Pulmonary hypertension (PH) is an abnormal hemodynamic status characterised by increased vascular tone, progressive vascular remodelling, and elevated pulmonary vascular resistance. Although many advances have been made in the management of this disease, such as vasodilator drugs, PH remains an uncurable and fatal condition with an estimated 1-year mortality rate of > 10% among high-risk patients [1]. The grave prognoses and its intrinsic multi-aetiological nature indicate the multifactorial pathological mechanisms of PH, underscoring the need for a more comprehensive understanding of this devastating disease.

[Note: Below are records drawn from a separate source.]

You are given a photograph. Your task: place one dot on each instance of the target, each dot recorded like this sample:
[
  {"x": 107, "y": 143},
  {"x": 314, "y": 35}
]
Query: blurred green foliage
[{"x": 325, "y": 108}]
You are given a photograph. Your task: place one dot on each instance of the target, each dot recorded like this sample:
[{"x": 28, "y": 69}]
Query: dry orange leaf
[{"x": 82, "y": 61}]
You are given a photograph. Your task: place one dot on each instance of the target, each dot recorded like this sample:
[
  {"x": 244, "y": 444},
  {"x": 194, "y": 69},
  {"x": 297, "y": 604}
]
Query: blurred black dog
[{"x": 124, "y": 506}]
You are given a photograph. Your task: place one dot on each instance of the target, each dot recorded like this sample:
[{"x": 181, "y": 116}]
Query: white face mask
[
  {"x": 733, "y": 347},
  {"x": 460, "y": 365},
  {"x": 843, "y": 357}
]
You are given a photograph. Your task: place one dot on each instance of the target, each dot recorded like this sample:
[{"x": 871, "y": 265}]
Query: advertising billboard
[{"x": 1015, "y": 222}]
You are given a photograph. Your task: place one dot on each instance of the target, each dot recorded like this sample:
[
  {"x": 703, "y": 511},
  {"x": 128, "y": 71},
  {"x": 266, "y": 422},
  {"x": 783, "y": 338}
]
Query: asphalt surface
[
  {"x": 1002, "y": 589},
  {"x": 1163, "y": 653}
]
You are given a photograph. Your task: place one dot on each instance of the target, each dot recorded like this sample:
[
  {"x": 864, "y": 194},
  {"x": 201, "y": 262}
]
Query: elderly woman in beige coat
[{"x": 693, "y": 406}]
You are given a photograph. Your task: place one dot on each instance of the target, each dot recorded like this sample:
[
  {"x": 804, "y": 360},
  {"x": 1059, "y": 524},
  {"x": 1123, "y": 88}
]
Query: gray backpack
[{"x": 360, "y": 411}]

Mounting evidence has highlighted the association between metabolites and cardiovascular diseases [2, 3]. Trimethylamine oxide (TMAO), a gut microbiota-derived metabolite, promotes endothelial cell senescence and vascular aging by oxidative stress [4, 5]. There is increasing interest in the potential role of metabolism in the initiation and progression of PH as studies have suggested the presence of metabolic disturbances in patients with PH [6]. Our previous work also revealed that aberrant metabolism, characterised by elevated plasma TMAO and betaine levels, is associated with greater disease severity and worse prognoses in patients with PH and may serve as potential surrogate biomarkers for PH [7,8,9]. Choline—a precursor of TMAO—is a critical micronutrient that participates in various physiological processes, and it serves as an independent predictor of various cardiovascular disorders, such as hypertension [10], atherosclerosis [11], and myocardial infarction [12]. However, the relationship between choline and PH, a severe haemodynamic abnormality, remains largely unexplored.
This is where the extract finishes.